Indonesia mulai membuka keran demokrasi terutama setelah tumbangnya rezim Orde Baru dalam kepemimpinan Suharto pada 1998, di mana seluruh masyarakat Indonesia bebas bersuara dan menyuarakan pendapatnya, bebas mengkritik, hingga bebas memilih dan dipilih. Keterbukaan itu membuat masyarakat punya kesempatan yang sama dalam hal meraih kekuasaan, misalnya saja lewat pemilihan kepala daerah.
Semua warga negara dari berbagai latar belakang pun dijamin haknya untuk ikut serta dalam kontestasi politik. Kesempatan itu semakin terbuka luas manakala adanya aturan tentang desentralisasi kekuasaan dan otonomi daerah. Di tengah kebebasan itu, ada satu fenomena yang dirasa janggal, namun sulit dicegah: praktik politik dinasti.
Dinasti Politik di Daerah
Dalam hal ini, dinasti politik atau kekuasaan memiliki berbagai macam bentuk, misalnya saja yang paling terkenal adalah dinasti politik Ratu Atut Chosiyah di Banten. Nama Atut ini sudah tak asing lagi di telinga publik, sayangnya ia lebih sering diingat sebagai sosok pemimpin yang lumrah mempraktikan politik dinasti. Tengok saja saat ia menjabat sebagai Gubernur Banten.
Atut tak sendiri menjalankan kekuasaannya. Sejumlah kerabatnya menduduki sejumlah posisi strategis di instansi pemerintahan. Ada adik kandungnya bernama Ratu Tatu Chasanah, yang pernah menjabat Wakil Bupati Serang (2010-2015) dan berlanjut menjadi Bupati Serang (2016-2021). Ada pula adik tiri Atut bernama Tubagus Haerul Jaman yang pernah menjabat sebagai Wali Kota Serang (2011-2018). Ipar Atut yang cukup dikenal, Airin Rachmi Diany, menjabat sebagai Wali Kota Tangerang Selatan (2011-2021).

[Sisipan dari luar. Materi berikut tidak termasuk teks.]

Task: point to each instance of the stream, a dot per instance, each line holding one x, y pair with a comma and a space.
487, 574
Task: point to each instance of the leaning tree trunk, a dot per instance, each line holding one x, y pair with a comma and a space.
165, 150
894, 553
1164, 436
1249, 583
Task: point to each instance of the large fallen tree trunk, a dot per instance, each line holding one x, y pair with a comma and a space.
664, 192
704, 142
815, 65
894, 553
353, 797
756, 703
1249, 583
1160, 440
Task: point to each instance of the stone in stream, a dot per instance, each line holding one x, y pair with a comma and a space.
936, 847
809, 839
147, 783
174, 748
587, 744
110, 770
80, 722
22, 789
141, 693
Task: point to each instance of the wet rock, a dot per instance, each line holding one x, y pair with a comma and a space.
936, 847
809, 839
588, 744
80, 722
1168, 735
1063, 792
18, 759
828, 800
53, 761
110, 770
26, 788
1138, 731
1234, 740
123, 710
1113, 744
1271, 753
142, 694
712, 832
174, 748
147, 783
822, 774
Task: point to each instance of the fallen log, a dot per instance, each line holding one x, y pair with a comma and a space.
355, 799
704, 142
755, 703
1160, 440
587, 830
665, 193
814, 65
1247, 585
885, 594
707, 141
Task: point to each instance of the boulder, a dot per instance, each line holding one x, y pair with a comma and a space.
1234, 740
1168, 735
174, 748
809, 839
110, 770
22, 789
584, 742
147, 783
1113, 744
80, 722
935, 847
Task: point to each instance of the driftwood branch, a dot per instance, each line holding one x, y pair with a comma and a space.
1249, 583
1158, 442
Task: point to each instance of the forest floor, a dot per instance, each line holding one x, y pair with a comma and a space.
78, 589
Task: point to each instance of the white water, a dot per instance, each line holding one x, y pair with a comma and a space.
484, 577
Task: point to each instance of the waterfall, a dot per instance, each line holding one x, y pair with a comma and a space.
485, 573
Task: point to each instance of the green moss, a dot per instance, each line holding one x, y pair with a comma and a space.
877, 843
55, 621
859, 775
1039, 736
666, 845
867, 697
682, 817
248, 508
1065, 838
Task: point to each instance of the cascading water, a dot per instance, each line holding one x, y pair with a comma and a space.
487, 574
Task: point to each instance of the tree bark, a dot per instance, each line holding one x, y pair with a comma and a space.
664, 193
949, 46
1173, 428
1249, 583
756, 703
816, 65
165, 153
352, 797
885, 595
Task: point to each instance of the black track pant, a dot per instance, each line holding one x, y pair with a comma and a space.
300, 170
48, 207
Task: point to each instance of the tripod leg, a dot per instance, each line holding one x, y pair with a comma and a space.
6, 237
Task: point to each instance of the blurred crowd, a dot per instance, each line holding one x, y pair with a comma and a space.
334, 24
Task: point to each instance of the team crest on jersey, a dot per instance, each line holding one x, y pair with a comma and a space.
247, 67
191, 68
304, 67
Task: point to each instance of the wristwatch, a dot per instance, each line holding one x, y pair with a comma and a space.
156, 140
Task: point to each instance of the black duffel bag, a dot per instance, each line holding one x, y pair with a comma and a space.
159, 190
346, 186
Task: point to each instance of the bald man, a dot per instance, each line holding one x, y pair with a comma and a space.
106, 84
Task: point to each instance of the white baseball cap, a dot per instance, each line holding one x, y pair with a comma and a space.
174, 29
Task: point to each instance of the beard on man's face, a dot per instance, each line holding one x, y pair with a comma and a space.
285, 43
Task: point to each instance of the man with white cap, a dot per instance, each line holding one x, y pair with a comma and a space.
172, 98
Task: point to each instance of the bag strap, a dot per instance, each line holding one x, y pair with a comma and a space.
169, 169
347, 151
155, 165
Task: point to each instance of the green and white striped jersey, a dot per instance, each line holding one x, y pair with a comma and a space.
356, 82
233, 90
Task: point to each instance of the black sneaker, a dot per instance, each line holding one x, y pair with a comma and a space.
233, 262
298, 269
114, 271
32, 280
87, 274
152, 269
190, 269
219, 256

Dinasti Politik, Ditentang tapi Tak Dilarang
Masifnya praktik dinasti politik adalah konsekuensi logis dari proses otonomi daerah yang menuntut demokratisasi lokal. Sayangnya, hal itu tak pernah terwujud. Dalam hal ini, justru ada potensi kemunculan kondisi sebaliknya yakni oligarki yang menjadi musuh demokrasi. Kekuasaan cuma dipegang segelintir orang dan dipakai untuk keuntungan kelompoknya. Demi mewujudkan demokratisasi lokal, maka pemilihan kepala daerah langsung diupayakan.